Account sospeso . Era lo spazio su YouTube che l’attivista egiziano Wael Abbas utilizzava per denunciare abusi e violenze perpetrati dalla forze dell’ordine locali. Aveva postato presentazioni con oltre cento immagini, aveva pubblicato video a testimonianza delle violenze che si verificano nelle carceri egiziane. Dei documenti che aveva postato non resta nulla, risultavano sconvenienti, urtavano la sensibilità degli utenti del servizio di video sharing.
“L’hanno chiuso – ha spiegato Wael a Reuters – e mi hanno inviato un’email dicendo che avrebbero sospeso il mio account perché erano stati raggiunti da molte segnalazioni riguardo ai contenuti”. Le segnalazioni riguardavano in particolare i video che mostravano esplicitamente gli abusi, gli stessi contenuti per i quali Abbas aveva ricevuto minacce da parte delle forze dell’ordine locali. Gli stessi contenuti che avevano attirato l’attenzione della stampa internazionale , che avevano assicurato a Abbas un premio di International Center for Journalist , che hanno contribuito a sensibilizzare la società civile e a far arrestare gli aguzzini.
Abbas insinua il dubbio che YouTube abbia rimosso il video a seguito delle pressioni del governo: i cittadini della rete egiziani stanno progressivamente sperimentando la libertà di espressione online, producendo contenuti spesso sgraditi alle autorità locali, facili ad arresti e violenze .
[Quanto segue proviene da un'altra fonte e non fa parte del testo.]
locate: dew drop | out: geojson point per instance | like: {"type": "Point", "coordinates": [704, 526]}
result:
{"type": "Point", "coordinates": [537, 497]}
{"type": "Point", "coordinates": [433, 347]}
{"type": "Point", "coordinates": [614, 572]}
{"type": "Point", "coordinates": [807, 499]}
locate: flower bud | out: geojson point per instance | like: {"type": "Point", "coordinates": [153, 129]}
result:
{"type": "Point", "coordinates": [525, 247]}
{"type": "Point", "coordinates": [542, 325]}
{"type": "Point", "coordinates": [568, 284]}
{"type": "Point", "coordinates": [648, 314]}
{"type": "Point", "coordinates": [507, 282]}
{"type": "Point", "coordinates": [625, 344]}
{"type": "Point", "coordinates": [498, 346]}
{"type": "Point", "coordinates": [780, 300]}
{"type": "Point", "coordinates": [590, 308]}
Ma i blogger locali sono convinti che la rimozione del video non sia operato del governo. La sospensione dell’account sembra piuttosto frutto di un’applicazione del regolamento di YouTube, che proibisce di postare immagini di violenza gratuita. Immagini che vengono eventualmente rimosse non a priori ma a seguito di motivate segnalazioni inoltrate dagli utenti. I contenuti sarebbero troppo forti e impressionanti, ma “rimuoverli perché le persone trovano che la verità disturbi è inconcepibile”, ha denunciato Elijah Zarwan , un altro attivista egiziano.
Ma la violenza sbattuta online da Abbas è tutto fuorché gratuita : “L’obiettivo non è mostrare la violenza, ma mostrare la brutalità della polizia”, spiegano i rappresentanti di Arabic Network for Human Rights Information . Concordano i netizen locali: “Hanno chiuso il canale di denuncia più importante – scrive un blogger – a YouTube dovrebbero andare fieri del fatto che gli attivisti egiziani che lottano contro la tortura abbiano scelto di esprimersi proprio lì”.
Sul web proliferano le proteste e gli appelli , anche a mezzo video . Anche se YouTube dovesse decidere di non tornare sui sui passi, la testimonianza di Wael Abbas sopravviverà alla sospensione dell’account: è stata fatta rimbalzare online dagli end intelligenti della rete.